I. The expected Medical organisation on the beach was not present because of heavy US casualties (assault forces and Medical Officers) earlier in the day. No information was obtainable about casualty clearing posts.
II. Our own casualties were much higher than expected (25% approximately, and added to those were the American soldiers left on the beach from the early morning assault)
III. Available Medical supplies were soon used (25 Tubonic ampoules were followed by Morphine Tartrate tablets used sublingually). Shortage of stretchers and bearers was felt acutely.
IV. First Aid was carried out remarkably well by individuals. The Unit Padre did a Medical Officer’s work under very difficult conditions. Without the aid of these people, the casualties would have been considerably higher.
V. The absence of an ambulance was probably the most severe set back. The type of vehicle in a Unit of this kind is not readily converted into a stretcher carrier.
VI. The transfusion outfit carried was unable to be used owing to pressure of work and lack of assistance.
VII. The most remarkable clinical fact was the number of patients surviving after severe wounds. Long periods in the open under very noisy and terrifying conditions, and with only elementary first aid and anti-shock measures. This, I think, is strong evidence that the human organisation benefits from rest rather than too energetic “resuscitation” methods.

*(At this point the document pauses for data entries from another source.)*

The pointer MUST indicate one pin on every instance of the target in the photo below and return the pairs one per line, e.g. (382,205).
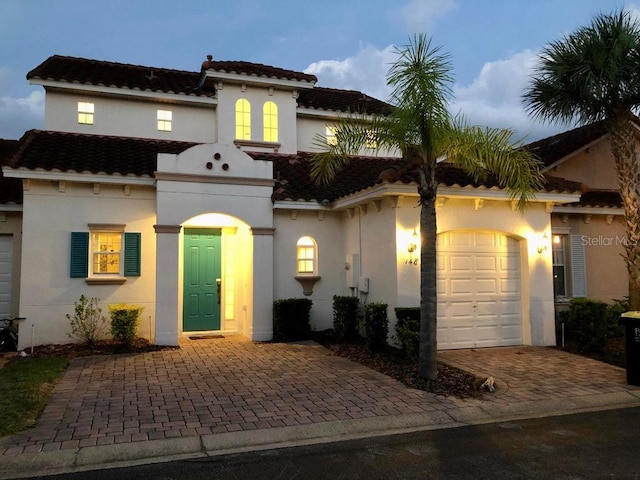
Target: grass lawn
(25,386)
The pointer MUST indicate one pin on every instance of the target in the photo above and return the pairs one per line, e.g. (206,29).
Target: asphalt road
(585,446)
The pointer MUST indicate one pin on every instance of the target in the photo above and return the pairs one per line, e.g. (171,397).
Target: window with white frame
(105,251)
(307,256)
(86,111)
(243,119)
(558,251)
(330,134)
(270,121)
(164,120)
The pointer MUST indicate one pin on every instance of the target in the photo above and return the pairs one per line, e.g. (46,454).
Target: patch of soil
(393,363)
(102,347)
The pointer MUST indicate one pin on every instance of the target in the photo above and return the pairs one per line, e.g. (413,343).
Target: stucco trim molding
(167,228)
(185,177)
(263,230)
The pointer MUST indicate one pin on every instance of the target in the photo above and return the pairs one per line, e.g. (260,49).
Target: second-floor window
(85,113)
(270,120)
(243,119)
(164,120)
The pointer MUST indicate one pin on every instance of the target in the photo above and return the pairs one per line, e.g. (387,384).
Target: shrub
(124,322)
(345,318)
(291,319)
(88,324)
(408,330)
(376,325)
(587,323)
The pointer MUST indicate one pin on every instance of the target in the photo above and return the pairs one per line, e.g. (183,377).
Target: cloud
(366,71)
(20,114)
(420,15)
(494,97)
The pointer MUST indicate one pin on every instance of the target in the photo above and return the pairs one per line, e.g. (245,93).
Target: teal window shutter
(79,255)
(132,243)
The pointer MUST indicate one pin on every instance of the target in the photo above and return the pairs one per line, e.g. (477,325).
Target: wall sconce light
(543,244)
(413,243)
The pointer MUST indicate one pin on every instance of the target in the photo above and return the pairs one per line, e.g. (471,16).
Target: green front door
(202,282)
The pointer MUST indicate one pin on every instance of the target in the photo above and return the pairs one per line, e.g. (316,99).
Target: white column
(167,264)
(262,324)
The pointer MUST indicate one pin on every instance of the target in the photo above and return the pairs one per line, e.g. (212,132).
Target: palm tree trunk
(427,361)
(623,147)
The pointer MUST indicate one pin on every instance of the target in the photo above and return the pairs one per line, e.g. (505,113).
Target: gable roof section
(293,178)
(136,77)
(351,101)
(72,152)
(10,188)
(552,149)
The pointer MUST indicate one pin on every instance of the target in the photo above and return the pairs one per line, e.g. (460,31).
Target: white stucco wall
(48,293)
(131,117)
(325,228)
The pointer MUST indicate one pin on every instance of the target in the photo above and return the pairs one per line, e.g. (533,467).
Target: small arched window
(270,120)
(307,256)
(243,119)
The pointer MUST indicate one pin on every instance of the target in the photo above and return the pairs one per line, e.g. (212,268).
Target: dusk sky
(346,44)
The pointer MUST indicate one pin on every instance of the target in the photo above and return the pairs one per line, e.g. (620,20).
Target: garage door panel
(479,302)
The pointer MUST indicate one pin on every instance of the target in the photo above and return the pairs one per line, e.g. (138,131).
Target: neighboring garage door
(6,248)
(479,292)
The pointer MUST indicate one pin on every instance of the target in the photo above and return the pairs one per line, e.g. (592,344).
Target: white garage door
(479,291)
(6,248)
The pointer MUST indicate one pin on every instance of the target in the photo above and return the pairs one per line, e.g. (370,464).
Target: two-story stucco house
(188,193)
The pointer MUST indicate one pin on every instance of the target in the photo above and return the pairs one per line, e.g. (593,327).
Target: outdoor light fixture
(413,243)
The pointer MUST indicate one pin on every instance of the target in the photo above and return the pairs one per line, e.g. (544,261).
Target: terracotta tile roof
(257,70)
(599,199)
(72,152)
(10,188)
(321,98)
(121,75)
(293,180)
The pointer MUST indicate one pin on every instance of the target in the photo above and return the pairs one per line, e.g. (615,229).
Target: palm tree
(593,75)
(422,129)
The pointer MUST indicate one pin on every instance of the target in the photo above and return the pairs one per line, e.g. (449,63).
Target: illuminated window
(331,135)
(164,120)
(243,119)
(371,142)
(307,256)
(85,113)
(105,252)
(559,265)
(270,115)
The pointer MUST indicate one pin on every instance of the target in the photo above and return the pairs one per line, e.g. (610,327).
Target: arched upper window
(243,119)
(270,120)
(307,256)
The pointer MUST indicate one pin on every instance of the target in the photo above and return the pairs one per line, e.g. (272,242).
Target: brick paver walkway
(211,386)
(225,385)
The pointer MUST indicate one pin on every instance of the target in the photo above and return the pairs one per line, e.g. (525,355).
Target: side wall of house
(11,226)
(52,212)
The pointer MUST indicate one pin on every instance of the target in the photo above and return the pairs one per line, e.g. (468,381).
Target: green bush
(376,325)
(345,318)
(408,330)
(291,319)
(124,322)
(587,324)
(88,324)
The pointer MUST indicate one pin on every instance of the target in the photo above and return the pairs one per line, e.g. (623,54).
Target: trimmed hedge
(408,330)
(345,318)
(291,319)
(124,322)
(376,325)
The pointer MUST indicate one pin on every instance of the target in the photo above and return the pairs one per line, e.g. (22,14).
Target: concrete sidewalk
(217,396)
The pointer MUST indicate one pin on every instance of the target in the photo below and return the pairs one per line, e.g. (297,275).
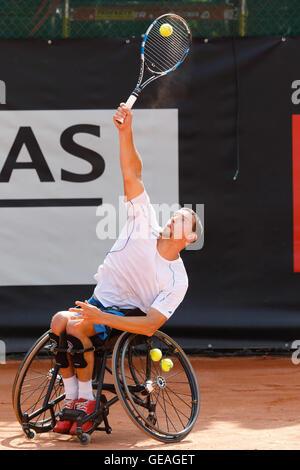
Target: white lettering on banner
(50,159)
(296,94)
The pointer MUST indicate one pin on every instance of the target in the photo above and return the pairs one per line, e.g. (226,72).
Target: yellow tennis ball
(155,354)
(166,365)
(166,30)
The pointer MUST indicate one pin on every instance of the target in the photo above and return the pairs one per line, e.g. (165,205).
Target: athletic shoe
(64,427)
(88,406)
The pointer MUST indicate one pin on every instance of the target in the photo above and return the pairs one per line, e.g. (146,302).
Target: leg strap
(59,348)
(77,350)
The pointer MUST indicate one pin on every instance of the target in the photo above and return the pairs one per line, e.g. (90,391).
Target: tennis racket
(165,45)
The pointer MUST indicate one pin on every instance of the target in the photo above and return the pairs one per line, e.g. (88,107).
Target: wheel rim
(165,404)
(32,385)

VIII. The American personal first aid pack was very useful and much superior to the English counterpart. Local sulphonamide and general therapy were possible in each wounded American.

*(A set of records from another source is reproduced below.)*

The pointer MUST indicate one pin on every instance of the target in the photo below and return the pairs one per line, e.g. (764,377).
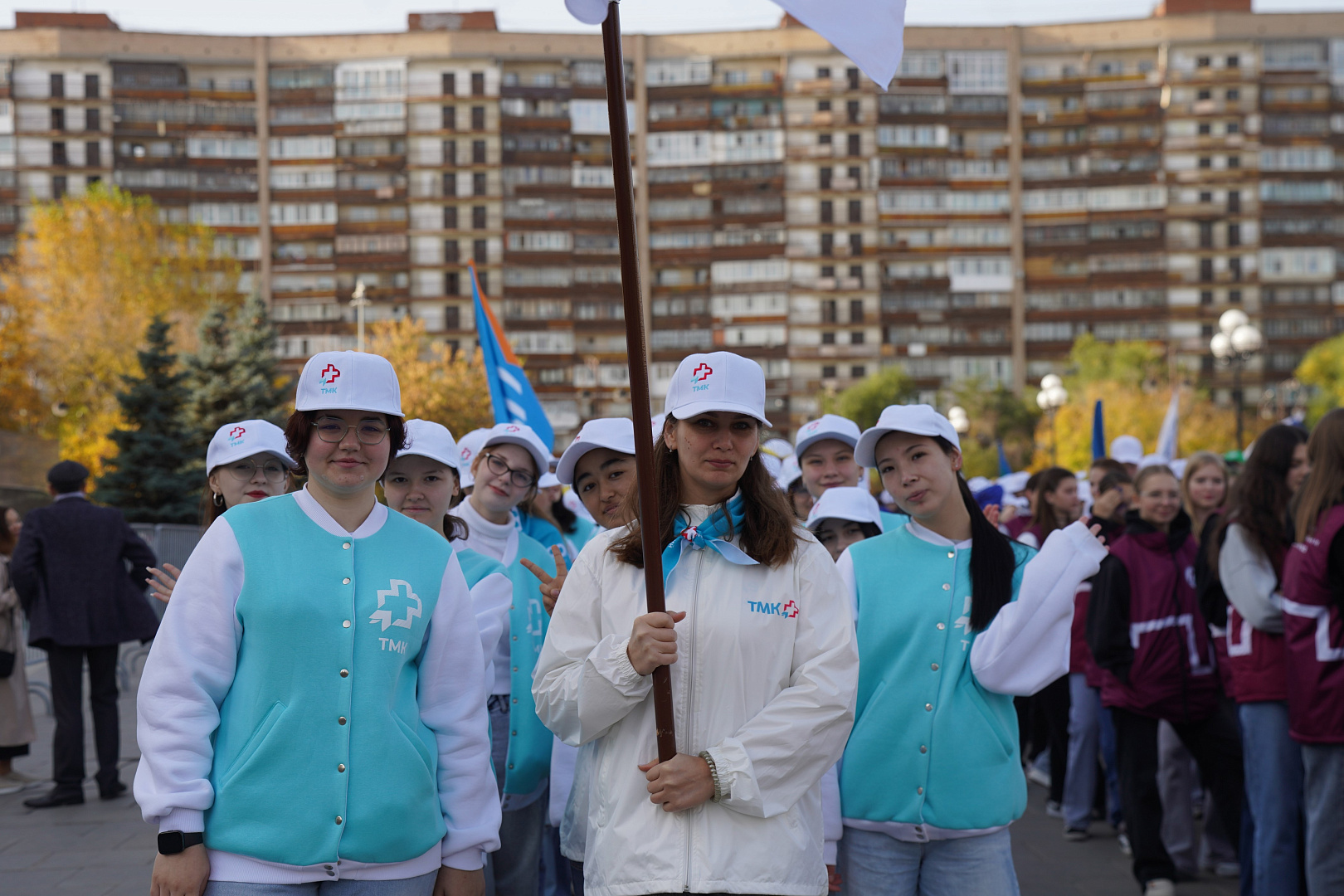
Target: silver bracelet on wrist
(721,790)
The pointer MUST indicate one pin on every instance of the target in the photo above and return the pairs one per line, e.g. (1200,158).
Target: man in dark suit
(71,571)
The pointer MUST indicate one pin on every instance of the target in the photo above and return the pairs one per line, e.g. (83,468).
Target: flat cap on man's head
(69,473)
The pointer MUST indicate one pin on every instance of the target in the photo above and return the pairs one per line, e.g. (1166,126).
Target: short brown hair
(299,429)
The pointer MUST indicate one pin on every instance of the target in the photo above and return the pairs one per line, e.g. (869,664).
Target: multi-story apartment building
(1011,190)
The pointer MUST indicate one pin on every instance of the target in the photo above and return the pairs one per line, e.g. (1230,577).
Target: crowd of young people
(448,691)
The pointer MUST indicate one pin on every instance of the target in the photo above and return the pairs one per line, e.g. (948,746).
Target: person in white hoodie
(312,711)
(762,664)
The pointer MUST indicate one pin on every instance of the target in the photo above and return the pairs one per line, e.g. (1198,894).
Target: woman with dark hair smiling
(314,709)
(761,655)
(952,622)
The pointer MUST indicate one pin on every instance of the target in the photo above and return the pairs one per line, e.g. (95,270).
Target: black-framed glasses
(245,470)
(520,479)
(332,429)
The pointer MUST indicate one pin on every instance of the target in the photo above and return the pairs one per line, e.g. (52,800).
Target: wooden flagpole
(635,349)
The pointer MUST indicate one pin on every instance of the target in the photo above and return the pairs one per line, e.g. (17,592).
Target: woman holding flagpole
(761,655)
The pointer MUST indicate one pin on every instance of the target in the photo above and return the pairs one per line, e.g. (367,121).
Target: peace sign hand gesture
(550,585)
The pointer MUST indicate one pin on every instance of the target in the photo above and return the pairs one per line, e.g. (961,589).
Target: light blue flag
(511,395)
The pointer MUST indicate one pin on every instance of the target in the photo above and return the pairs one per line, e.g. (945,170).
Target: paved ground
(105,850)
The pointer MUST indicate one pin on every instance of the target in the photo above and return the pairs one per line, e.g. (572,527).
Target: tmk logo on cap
(327,377)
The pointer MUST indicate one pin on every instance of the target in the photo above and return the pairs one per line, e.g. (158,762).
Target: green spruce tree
(149,479)
(234,375)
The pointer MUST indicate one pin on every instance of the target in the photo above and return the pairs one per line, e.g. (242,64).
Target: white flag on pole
(871,32)
(1171,429)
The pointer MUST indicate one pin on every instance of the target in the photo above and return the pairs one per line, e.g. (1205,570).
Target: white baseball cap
(828,426)
(917,419)
(522,436)
(236,441)
(615,433)
(348,382)
(466,449)
(433,441)
(845,503)
(1127,449)
(717,382)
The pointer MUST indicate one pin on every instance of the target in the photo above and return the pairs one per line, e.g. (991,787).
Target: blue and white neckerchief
(707,535)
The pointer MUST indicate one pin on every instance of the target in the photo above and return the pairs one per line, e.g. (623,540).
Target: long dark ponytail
(992,558)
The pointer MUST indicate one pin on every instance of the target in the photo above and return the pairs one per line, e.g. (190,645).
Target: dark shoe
(54,798)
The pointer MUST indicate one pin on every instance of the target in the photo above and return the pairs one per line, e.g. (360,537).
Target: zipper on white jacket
(689,700)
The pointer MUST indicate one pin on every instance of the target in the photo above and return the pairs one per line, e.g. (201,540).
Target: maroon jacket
(1313,635)
(1255,659)
(1146,629)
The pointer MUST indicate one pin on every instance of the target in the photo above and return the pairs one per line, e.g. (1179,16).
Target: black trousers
(67,759)
(1216,746)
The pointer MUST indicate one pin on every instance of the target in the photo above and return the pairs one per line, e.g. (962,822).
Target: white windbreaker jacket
(765,681)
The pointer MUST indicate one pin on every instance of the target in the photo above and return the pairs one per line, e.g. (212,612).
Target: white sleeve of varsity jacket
(187,676)
(1249,581)
(1027,644)
(583,683)
(452,704)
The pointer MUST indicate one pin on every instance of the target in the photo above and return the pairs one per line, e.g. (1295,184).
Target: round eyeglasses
(245,470)
(332,430)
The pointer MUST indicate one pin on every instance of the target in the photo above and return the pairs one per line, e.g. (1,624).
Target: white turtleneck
(499,542)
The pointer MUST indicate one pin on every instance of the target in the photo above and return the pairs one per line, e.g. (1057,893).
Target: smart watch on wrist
(173,841)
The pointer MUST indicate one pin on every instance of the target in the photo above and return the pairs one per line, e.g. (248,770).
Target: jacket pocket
(253,744)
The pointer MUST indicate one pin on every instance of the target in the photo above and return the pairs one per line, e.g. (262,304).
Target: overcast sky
(329,17)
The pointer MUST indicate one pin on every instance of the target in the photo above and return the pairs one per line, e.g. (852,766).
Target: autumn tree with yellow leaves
(89,275)
(1132,382)
(436,383)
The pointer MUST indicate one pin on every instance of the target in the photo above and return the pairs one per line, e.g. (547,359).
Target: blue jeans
(1274,791)
(1322,779)
(1085,739)
(422,885)
(873,864)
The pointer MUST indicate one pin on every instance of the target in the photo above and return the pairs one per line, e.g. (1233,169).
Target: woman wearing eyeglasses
(314,711)
(505,470)
(246,462)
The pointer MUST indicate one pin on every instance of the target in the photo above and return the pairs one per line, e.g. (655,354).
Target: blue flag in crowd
(1098,433)
(511,395)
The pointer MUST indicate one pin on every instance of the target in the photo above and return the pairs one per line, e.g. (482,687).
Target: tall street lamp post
(1053,397)
(1234,344)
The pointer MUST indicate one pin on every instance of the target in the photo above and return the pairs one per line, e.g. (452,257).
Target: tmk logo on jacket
(786,610)
(387,601)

IX. Haemorrhage in the majority of cases was adequately controlled by a tight dressing. Tourniquets were duly used in a few cases and then under supervision. One Officer with a severe foot injury (complete destruction of the tarsus) seemed to get reassurance from doing his own tourniquet adjustment until he was transferred to hospital.
I should like, in conclusion, to refer to the work done by the sole Medical Orderly LAC Reid J (15082 GCI Unit). His assistance given throughout the twenty-four hours cannot be rated too highly.